Staying Proactive on Regulatory Matters, and Focusing on Value
We remain one of relatively few companies that have obtained DEA approval to develop cannabinoid pharmaceuticals within the U.S., and this positions us to operate with stability for many years to come. Given the potential for an increase in federal drug enforcement, the path we chose appears to be a prudent one. Along similar lines, we continue to be proactive on regulatory matters, seeking to position ourselves for long-term success. We recently corresponded with the DOJ on behalf of a U.S.-based supplier to inform them about the importance of increasing the supply of federally-approved cannabinoids. This would likely reduce costs and simplify logistics for us long-term, and our letter also provided an opportunity to inform government officials about emerging data showing how powerful cannabinoids could be as an alternative to opioids, with potential to help millions of American safely wean or taper off the use of narcotic painkillers. We also have been proactive with the FDA by providing public comment on proposed changes to its orphan disease program. We described how pediatric research may be affected, and requested additional guidance on how innovative pediatric therapies like VBX-100 could gain expedited FDA approval through entry into its Breakthrough Therapy, Fast Track, or Accelerated Approval programs.

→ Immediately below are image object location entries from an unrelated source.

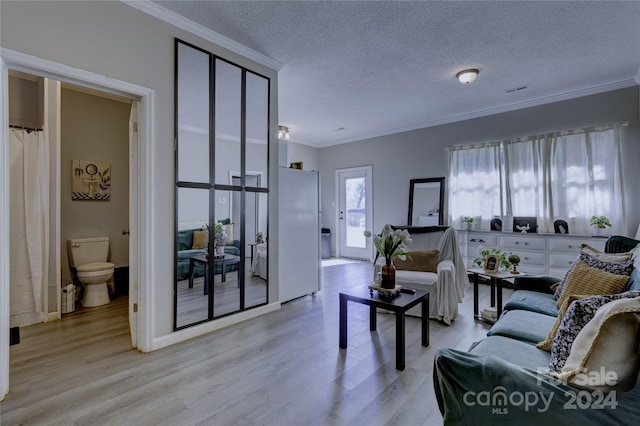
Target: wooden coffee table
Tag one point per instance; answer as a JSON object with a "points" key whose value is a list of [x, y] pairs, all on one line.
{"points": [[227, 259], [399, 305]]}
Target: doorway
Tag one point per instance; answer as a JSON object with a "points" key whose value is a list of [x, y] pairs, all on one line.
{"points": [[355, 212], [141, 164]]}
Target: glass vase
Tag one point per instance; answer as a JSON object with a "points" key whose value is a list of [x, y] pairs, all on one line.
{"points": [[388, 276]]}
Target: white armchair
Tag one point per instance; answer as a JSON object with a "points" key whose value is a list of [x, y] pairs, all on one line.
{"points": [[448, 284]]}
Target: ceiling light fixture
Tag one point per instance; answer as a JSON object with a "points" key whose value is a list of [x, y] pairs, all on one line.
{"points": [[467, 76], [283, 132]]}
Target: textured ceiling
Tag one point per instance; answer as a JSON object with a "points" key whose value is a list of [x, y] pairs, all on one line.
{"points": [[354, 70]]}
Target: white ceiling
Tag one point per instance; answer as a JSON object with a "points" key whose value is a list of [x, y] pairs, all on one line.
{"points": [[359, 69]]}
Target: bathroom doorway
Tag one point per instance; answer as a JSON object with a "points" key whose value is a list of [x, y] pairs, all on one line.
{"points": [[53, 127], [141, 193]]}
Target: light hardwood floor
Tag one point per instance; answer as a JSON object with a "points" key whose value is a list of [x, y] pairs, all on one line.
{"points": [[284, 368]]}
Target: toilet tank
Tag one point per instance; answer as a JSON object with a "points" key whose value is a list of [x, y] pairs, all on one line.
{"points": [[87, 250]]}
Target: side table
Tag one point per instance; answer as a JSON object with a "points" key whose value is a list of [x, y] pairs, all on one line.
{"points": [[496, 288]]}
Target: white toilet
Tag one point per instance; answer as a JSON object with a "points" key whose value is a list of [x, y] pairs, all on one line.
{"points": [[89, 257]]}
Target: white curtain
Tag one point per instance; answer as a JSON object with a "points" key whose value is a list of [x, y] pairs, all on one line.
{"points": [[475, 182], [570, 175], [29, 233]]}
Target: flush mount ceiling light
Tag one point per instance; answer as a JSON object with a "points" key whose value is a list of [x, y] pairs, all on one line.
{"points": [[283, 132], [467, 76]]}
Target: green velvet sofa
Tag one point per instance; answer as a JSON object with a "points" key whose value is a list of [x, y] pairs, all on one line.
{"points": [[500, 379], [185, 252]]}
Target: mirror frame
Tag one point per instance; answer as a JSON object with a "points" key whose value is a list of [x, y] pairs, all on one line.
{"points": [[412, 184]]}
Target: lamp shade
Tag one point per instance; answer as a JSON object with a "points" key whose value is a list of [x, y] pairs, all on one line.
{"points": [[467, 76]]}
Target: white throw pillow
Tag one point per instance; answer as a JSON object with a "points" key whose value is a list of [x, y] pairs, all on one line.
{"points": [[603, 355]]}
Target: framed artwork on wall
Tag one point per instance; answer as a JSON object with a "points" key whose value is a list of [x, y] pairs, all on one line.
{"points": [[90, 180]]}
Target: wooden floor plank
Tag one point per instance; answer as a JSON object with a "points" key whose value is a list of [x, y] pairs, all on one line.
{"points": [[284, 368]]}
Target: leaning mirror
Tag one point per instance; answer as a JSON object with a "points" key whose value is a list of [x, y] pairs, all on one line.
{"points": [[426, 202]]}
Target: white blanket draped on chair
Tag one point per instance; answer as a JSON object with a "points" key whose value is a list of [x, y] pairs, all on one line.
{"points": [[447, 286]]}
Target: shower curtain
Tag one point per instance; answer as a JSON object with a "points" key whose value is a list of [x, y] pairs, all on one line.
{"points": [[29, 224]]}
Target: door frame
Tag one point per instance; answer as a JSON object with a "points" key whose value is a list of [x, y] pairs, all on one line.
{"points": [[141, 196], [368, 171]]}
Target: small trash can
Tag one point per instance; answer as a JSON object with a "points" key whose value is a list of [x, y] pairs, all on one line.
{"points": [[326, 243]]}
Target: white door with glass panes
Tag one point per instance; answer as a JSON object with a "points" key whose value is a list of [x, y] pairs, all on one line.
{"points": [[355, 213]]}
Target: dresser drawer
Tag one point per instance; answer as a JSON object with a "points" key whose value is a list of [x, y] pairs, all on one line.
{"points": [[572, 245], [532, 270], [533, 258], [557, 260], [522, 243]]}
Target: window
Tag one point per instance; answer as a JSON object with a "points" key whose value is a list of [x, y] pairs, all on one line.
{"points": [[568, 175]]}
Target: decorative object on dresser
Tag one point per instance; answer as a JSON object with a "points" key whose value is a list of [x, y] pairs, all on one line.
{"points": [[525, 224], [468, 222], [561, 226], [600, 223], [514, 259]]}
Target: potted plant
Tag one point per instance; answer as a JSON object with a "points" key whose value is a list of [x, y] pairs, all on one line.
{"points": [[600, 223], [390, 244], [468, 221], [503, 258]]}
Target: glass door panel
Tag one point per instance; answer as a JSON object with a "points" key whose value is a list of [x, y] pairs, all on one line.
{"points": [[192, 244], [257, 157], [228, 120], [192, 113]]}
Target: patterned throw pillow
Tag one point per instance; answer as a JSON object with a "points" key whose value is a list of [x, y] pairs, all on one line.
{"points": [[422, 261], [200, 240], [579, 313], [617, 268], [583, 280], [607, 343]]}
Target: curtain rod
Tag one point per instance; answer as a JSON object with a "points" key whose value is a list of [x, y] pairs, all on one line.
{"points": [[28, 129], [480, 144]]}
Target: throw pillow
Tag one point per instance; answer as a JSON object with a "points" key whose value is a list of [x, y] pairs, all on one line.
{"points": [[228, 228], [547, 343], [577, 316], [200, 240], [585, 259], [607, 344], [606, 257], [422, 261]]}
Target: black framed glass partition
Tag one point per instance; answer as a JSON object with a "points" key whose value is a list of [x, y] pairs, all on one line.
{"points": [[222, 145]]}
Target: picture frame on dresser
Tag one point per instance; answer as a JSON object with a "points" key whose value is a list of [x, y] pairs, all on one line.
{"points": [[525, 224], [491, 264]]}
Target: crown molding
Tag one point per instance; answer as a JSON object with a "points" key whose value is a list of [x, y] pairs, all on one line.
{"points": [[608, 87], [179, 21]]}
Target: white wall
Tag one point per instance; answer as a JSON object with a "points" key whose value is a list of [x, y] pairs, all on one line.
{"points": [[422, 153], [123, 43]]}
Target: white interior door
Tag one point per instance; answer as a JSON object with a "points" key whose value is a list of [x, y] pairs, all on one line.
{"points": [[355, 213]]}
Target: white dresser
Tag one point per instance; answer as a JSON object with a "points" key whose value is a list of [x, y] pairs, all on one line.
{"points": [[550, 254]]}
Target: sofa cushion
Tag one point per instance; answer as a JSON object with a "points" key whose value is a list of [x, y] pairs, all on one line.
{"points": [[586, 280], [511, 350], [526, 326], [608, 342], [200, 240], [577, 316], [533, 301], [415, 277], [421, 261], [618, 268]]}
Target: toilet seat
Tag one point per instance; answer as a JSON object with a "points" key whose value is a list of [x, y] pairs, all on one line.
{"points": [[95, 266]]}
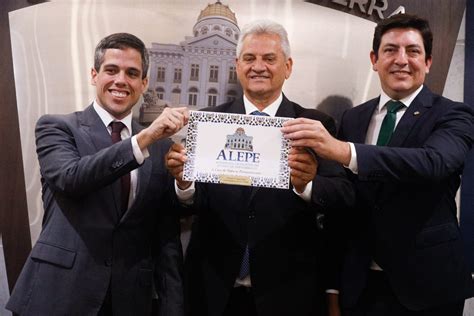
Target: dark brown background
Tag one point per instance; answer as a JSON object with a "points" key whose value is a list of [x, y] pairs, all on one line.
{"points": [[445, 17]]}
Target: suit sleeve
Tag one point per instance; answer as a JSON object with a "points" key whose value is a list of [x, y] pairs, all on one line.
{"points": [[334, 195], [332, 190], [441, 155], [68, 162], [169, 266], [168, 275]]}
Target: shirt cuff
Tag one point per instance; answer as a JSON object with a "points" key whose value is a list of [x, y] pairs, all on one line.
{"points": [[353, 163], [306, 194], [185, 196], [139, 155]]}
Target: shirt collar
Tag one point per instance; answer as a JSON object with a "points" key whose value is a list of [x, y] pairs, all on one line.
{"points": [[107, 118], [270, 109], [384, 98]]}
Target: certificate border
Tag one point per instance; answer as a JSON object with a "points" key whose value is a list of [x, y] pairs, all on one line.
{"points": [[282, 181]]}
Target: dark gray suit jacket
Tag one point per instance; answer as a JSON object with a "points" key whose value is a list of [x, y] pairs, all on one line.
{"points": [[405, 214], [279, 228], [85, 245]]}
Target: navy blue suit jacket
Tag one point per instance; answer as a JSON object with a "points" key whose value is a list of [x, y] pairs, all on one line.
{"points": [[86, 245], [279, 228], [405, 213]]}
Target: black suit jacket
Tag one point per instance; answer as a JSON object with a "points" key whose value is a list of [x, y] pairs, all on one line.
{"points": [[86, 246], [279, 227], [405, 213]]}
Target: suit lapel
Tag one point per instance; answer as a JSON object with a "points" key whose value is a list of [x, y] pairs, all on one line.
{"points": [[285, 109], [363, 121], [95, 129], [414, 112]]}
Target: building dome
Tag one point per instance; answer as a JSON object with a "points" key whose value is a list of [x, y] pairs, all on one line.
{"points": [[217, 10]]}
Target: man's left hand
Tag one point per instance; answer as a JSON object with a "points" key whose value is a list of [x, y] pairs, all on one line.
{"points": [[303, 166]]}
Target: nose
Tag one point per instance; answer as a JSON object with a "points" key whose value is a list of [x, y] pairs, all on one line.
{"points": [[258, 65], [120, 78], [401, 57]]}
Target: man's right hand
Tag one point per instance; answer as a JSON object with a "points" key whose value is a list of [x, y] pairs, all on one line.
{"points": [[174, 161], [170, 121]]}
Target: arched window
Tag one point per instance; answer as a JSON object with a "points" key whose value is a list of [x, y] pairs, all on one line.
{"points": [[231, 95], [192, 96], [212, 97], [175, 96], [160, 93]]}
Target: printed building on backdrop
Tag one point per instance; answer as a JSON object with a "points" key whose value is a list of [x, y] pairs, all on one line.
{"points": [[199, 71]]}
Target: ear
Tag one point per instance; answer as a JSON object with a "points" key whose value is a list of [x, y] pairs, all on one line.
{"points": [[373, 60], [144, 84], [289, 67], [429, 61], [93, 76]]}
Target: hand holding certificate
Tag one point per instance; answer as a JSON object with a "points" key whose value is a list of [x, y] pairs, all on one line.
{"points": [[237, 149]]}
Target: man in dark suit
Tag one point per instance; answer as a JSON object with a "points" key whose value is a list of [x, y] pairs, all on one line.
{"points": [[110, 233], [404, 254], [277, 227]]}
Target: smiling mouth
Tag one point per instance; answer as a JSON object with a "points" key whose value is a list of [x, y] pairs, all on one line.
{"points": [[258, 77], [400, 73], [119, 94]]}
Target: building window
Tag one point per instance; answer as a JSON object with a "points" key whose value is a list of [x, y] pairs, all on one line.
{"points": [[160, 93], [175, 96], [194, 72], [160, 75], [213, 73], [177, 75], [212, 97], [231, 95], [232, 75], [192, 96]]}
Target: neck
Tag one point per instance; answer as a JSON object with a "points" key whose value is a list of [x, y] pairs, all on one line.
{"points": [[261, 102]]}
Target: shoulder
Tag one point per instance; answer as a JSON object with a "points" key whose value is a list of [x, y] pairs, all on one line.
{"points": [[59, 119], [317, 115]]}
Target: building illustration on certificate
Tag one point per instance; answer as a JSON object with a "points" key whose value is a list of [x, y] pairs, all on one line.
{"points": [[199, 71]]}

Regardless of the outcome of individual regulatory matters, we’ll keep building upon our team’s R&D strengths, and stay focused on delivering significant value. If we continue to deliver, for example, through dramatically improving the standard-of-care for patients, or through another unexpected R&D discovery, a regulatory change here or there shouldn’t hardly affect us at all.
As we prepare for initial clinical trials aimed at treatment of IBD, IBS, and use of cannabinoids as an alternative to opiates, we’re also building a growing team of clinical staff and outside advisers. This includes individuals like Dr. Caroline McCallum and Dr. Alasdair Barr from the Univ. of British Columbia, Dr. David Ziring from Cedars-Sinai in Los Angeles, Dr. Mark Gerich from the Univ. of Colorado, Dr. Doug Drossman from the Rome Foundation, and many more. We hope to foster and build upon these relationships in the near future, mainly through research collaborations that are exciting for us and impactful for patients.
We’re also thrilled that many patients and advocates in the IBD community are already aware of us, and that they’re eager to enroll or be involved in our upcoming studies. We’ll be in touch with everyone soon.
Finally, thank you to our shareholders for your ongoing interest and support. It’s always a pleasure to hear from you, so please don’t hesitate to keep in touch.